Data Is Locked In Locally
Tracking things manually is tedious and so is analyzing it. That’s why aggregating tracking data from other sources is so essential. So, yeah, if I should come back to this idea, I’ll just start with this aspect, then see if I can build a chatbot around the data which can analyze it and talk to the user to help out.
Tracking & Statistic GUIs Are Bad
One fundamental issue of software 2.0 has been that with all your tracking data, it is pretty impossible to have one nice graphical user interface to visualize and analyze it all without being overwhelming. And customization in order to add new things to track and study is something only the super-nerds would ever care for. But they probably obsess over that so much, too, that they’d rather write some Python scripts themselves!

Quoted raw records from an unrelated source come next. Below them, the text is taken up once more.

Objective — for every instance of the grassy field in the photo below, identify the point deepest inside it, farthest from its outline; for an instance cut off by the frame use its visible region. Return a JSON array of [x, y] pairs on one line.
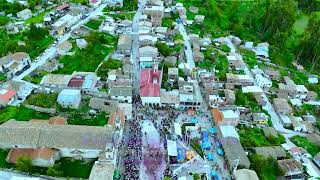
[[303, 142], [301, 23], [94, 24], [254, 137], [88, 59], [38, 18], [21, 113]]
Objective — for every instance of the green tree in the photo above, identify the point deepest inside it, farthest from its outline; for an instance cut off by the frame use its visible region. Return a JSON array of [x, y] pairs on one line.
[[24, 164]]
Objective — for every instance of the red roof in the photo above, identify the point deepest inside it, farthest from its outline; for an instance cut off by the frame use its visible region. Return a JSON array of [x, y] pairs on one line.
[[63, 7], [76, 81], [6, 94], [150, 83]]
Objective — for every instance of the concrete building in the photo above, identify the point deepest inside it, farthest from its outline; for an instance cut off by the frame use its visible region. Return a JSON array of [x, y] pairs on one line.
[[69, 98], [150, 85], [72, 141], [282, 106], [225, 117], [15, 64], [237, 80], [24, 14], [263, 82], [189, 97], [290, 167], [124, 44]]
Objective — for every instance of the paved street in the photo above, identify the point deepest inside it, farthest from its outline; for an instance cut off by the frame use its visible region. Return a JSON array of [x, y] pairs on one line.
[[187, 46], [51, 51]]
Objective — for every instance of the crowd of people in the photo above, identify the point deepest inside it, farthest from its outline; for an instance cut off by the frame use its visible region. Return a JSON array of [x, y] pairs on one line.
[[133, 154]]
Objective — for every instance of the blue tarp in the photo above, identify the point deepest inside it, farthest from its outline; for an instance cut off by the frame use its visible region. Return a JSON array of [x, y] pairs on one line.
[[194, 120], [212, 130], [220, 152], [205, 136], [214, 175], [210, 157], [180, 154]]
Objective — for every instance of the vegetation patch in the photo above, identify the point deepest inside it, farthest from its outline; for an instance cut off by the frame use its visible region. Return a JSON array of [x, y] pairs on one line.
[[254, 137], [88, 59], [303, 142], [21, 113]]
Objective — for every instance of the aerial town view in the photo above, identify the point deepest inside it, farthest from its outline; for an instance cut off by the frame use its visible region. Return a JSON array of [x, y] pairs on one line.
[[159, 89]]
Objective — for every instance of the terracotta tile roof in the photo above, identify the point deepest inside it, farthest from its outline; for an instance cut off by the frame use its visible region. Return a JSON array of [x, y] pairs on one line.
[[6, 94], [76, 81], [148, 88], [57, 120], [63, 6], [114, 115], [217, 115]]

With software 3.0 (as Andrej Karpathy recently coined it) there now might be an opportunity to let AI generate custom overview and graphics and reports. This is something I was thinking of. You could either create a simple set of web components for the AI to control and customize for the user or, simpler, have it generate graphics with simple tools and send them to the user via messaging systems like WhatsApp where they would be talking daily anyway.
But as things stand, trying to come up with some cool, universal GUI to visualize all your data is a pretty terrible idea since it is simply too complicated and inflexible to implement while being overwhelming to the user.
Conclusion
All in all, this was an incredibly valuable experience that taught me a thing or two about how the internet works and how to quickly build and deploy a web app that people can actually use! APIs are everywhere and you better make sure your servers are on the same continent if you don’t want two second delays between requests. It’s amazing how quickly you can deploy something. It is much more difficult to actually figure out what to build and deploy.